Они сокращали расстояние до осколка, пока Паладин не поглотил половину неба, новая Мандала не обратила на них свой загадочный геометрический взор, пока мир проносился внизу. Они были осторожны, чтобы не попасть в лучи зеркал, поскольку такой концентрированный источник тепла мог нанести серьезный ущерб их и без того покалеченному кораблю.

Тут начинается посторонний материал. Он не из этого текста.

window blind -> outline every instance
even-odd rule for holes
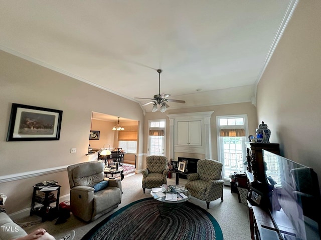
[[[245,136],[245,130],[243,128],[221,129],[220,136]]]

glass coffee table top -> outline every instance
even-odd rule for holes
[[[192,196],[188,190],[182,190],[181,187],[177,185],[174,186],[176,188],[176,190],[174,192],[167,191],[164,188],[152,188],[150,194],[156,200],[169,204],[179,204],[188,201],[191,199]],[[153,192],[153,190],[155,192]]]

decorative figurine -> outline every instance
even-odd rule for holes
[[[257,136],[262,136],[263,142],[270,142],[271,130],[267,128],[267,125],[262,121],[262,124],[259,125],[259,128],[256,130]]]

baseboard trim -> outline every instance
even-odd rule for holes
[[[34,171],[26,172],[19,174],[10,174],[0,176],[0,184],[10,181],[15,181],[21,179],[25,179],[28,178],[33,178],[34,176],[40,176],[41,175],[46,175],[49,174],[53,174],[59,172],[65,171],[69,165],[65,166],[59,166],[50,168],[41,169]]]
[[[61,196],[59,198],[60,202],[62,202],[64,201],[69,201],[70,199],[69,196],[70,194],[67,194],[64,195],[63,196]],[[38,204],[36,205],[37,208],[40,208],[43,205],[41,204]],[[14,212],[13,214],[9,214],[8,216],[10,217],[10,218],[12,220],[15,219],[19,219],[22,218],[26,218],[30,214],[30,208],[28,208],[24,209],[23,210],[21,210],[20,211],[17,212]]]

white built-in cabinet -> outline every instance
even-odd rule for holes
[[[167,115],[170,118],[169,159],[177,160],[176,153],[196,154],[203,154],[207,158],[212,158],[211,116],[213,112]]]
[[[177,144],[202,146],[202,121],[177,122]]]

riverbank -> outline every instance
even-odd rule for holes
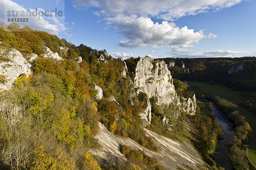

Они держались на расстоянии ста километров, а затем пересели на корабль Ниссы. Они сделали пару обходов осколка, сканируя и составляя карту, а затем передали собранные данные обратно на "Ледокол" для сохранности. В самом длинном месте он имел восемнадцать километров в поперечнике и около одиннадцати в ширину. На первый взгляд это был небольшой астероид или, возможно, обломок кометы. Однако чем больше Кану смотрел на него, тем больше его интересовала впадина на одном конце. На первый взгляд он принял это за естественную особенность, застарелый порок от сильного удара или столкновения. Теперь они были ближе, однако для этого все выглядело слишком симметрично. Его окружность была идеальной, а внутренняя поверхность, когда она спускалась в осколок, имела гладкую правильность, присущую чему-то тщательно обработанному. У его сужающегося основания была плоская поверхность, похожая на стену, охватывающую горловину шахты, которая уходила глубже в осколок.